Sherry is one of those model types, the kind of high school girl that everyone envies. Even the most boss bitch in the whole school couldn’t hold a candle to the blonde beauty. She was perfect in every way, as was evident by the way the whole football team damn near salivated over her and the whole damn school male and female just seemed to gravitate to her like moths to a flame. I hated her on sight.
I remember the sick feeling in my heart the first time I saw her. The way my whole body went numb and I had to run to the bathroom to throw up. I hadn’t even seen Tyler and her together yet, but somehow I knew, that where the others had failed, she would succeed. She was perfect for him.
Just acknowledging that fact made me want to crawl into my bed and stay there for the rest of the school year. My only consolation was that all the other girls hated her as well because they saw it too. The fact that she was sweet and easy going didn’t help, I wanted to smash her face in, and that was before she and Tyler had even said two words to each other.
And then the day came. I feel sick even now as I remembered that scene and drew even closer to him in bed, only finding comfort when his arms squeezed me tighter. I’d watched the scene unfold from across the room in the cafeteria. The way she’d pretended to run into him.
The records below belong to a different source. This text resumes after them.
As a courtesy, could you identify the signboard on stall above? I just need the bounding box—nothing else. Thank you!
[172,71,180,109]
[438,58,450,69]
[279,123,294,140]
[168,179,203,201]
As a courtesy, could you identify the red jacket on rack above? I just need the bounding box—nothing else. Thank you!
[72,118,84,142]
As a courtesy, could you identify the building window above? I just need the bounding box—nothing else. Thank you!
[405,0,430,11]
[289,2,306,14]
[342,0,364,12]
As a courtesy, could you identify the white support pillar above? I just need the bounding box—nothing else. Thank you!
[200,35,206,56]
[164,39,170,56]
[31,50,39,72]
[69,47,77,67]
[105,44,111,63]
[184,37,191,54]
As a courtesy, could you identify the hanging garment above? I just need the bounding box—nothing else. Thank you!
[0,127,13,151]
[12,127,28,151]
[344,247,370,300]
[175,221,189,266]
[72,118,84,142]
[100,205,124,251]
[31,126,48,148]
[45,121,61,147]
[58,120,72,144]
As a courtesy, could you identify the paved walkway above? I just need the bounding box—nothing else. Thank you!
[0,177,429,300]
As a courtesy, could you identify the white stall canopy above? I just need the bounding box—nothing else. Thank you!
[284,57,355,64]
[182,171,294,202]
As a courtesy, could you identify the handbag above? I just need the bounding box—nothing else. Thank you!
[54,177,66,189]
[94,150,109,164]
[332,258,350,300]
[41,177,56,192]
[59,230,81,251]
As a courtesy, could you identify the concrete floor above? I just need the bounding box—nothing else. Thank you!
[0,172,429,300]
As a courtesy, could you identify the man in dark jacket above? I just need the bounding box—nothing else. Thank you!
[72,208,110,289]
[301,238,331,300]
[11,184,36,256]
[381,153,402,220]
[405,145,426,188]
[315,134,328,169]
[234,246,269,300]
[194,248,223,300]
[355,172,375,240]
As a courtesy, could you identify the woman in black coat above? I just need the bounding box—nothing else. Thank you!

I knew by then that she’d heard the stories, but even without them, it was a sure bet that those two were destined to meet. She’d only been here a couple of days, but the laws of physics dictated that two such perfect specimens were meant to be together, at least that’s how I saw it in my teenage mind.
Suddenly the girls that I’d been hating on for the past few weeks became my allies, even though they didn’t know it, only for the sheer fact that they hated her. They didn’t say it to her face, of course, but it was obvious from their whispers that their minds were moving along the same path as mine.
It didn’t help that her dad knew my stepdad, or at least that’s what I heard her say to Tyler when she walked across to meet him, her hand held out to touch his and that too white smile on her face. And that jackass had grinned and looked at her like they were long lost friends, which as it turns out they kinda sort of were.
It turns out they were once very good friends when they were about two or three and used to play together before her family moved away. They hadn’t seen each other in all that time, but it was obvious as they stood there in the middle of the cafeteria playing catch-up that the two of them couldn’t wait to bridge the gap, to make up for lost time.